テスラが中国市場に参入してから10年以上が経過していますが、車載システムに第三者の大規模言語モデルを採用するのは今回が初めてです。米国市場では、イーロン・マスク氏傘下のxAIが開発した「Grok」を採用していますが、中国では現地の大規模言語モデルを選択しました。その背景には、中国語による音声対話の使い勝手や市場競争といった要因に加え、中国国内で販売する車両について、中国政府のデータ規制に適合する必要があることが最大の理由として挙げられます。
中国の現行の生成AI規制では、中国国内の一般ユーザー向けに生成AIサービスを提供する場合、「生成AIサービス管理暫定弁法」などの関連規定を順守するとともに、サービスの内容に応じて所定の届出や登録手続きを行う必要があります。
また、スマートカーにおけるデータ処理については、「自動車データ安全管理若干規定(試行)」などの規制も適用されます。同規定では、車両の移動履歴、音声、映像、画像などを機微な個人情報として位置付け、個人情報や重要データの収集、処理、国外提供について一定の要件を定めています。なかでも重要データについては、原則として中国国内で保存することが求められ、業務上の必要から国外に提供する場合には、法令に基づく所定の手続きを経る必要があります。
一方、テスラは現時点でGrokのサーバーを中国国内に設置する計画を示していません。また、中国国内で収集したデータを米国に送信するための越境データ移転についても、当局の承認を得ることは極めて難しいとみられます。
このため、ユーザーの音声や車両の利用状況、それに関連する情報を継続的に処理する必要がある車載大規模言語モデルについて、テスラとしては、中国国内ですでに所定の手続きを終え、現地のインフラを利用してサービスを提供できるモデルを採用する必要があります。
公開情報によると、テスラ中国の車載音声システムでは、豆包と「DeepSeek Chat」を組み合わせて利用しており、いずれも火山引擎を通じて接続されています。
このうち豆包は、ナビゲーションの設定、メディア再生、空調調整、オーナーズマニュアルの検索など、車載システムに対する音声指示や関連情報サービスを主に担います。リアルタイム情報の提供や自然な会話にも対応します。一方、DeepSeekは主としてAIとの対話や自由度の高い会話に利用されています。

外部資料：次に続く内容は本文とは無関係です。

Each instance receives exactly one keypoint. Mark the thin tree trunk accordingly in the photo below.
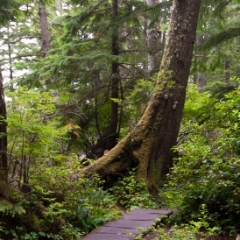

システム上の役割分担を見ると、大規模言語モデルは主に自然言語の理解と対話機能を担当し、実際の車両制御や走行安全に関わる操作については、引き続きテスラ独自の車載システムが処理します。これにより、自然言語による対話機能を拡充しつつ、従来の車両制御システムの実行体系を維持する構成となっています。
現在の中国市場では、BYDや小鵬汽車(XPeng)、ファーウェイの「HarmonySpace」を搭載する車種などを含め、大規模言語モデルやAIアシスタントをスマートコックピットの重要な機能として採用する車種が増えています。メルセデス・ベンツやBMWなどの海外自動車メーカーも、中国のAI企業との間でスマートコックピット分野の協業を相次いで進めています。
こうしたなか、テスラが火山引擎を通じて豆包とDeepSeekを採用したことは、これまで同社が重視してきた「世界共通のAIソリューション」という方針から一歩踏み出す動きといえます。ただし、これはテスラが中核技術を自社開発するという基本方針を転換したことを意味するものではありません。あくまでスマートコックピットという特定の分野において、中国市場に対応した現地企業との協業モデルを採用したものとみられます。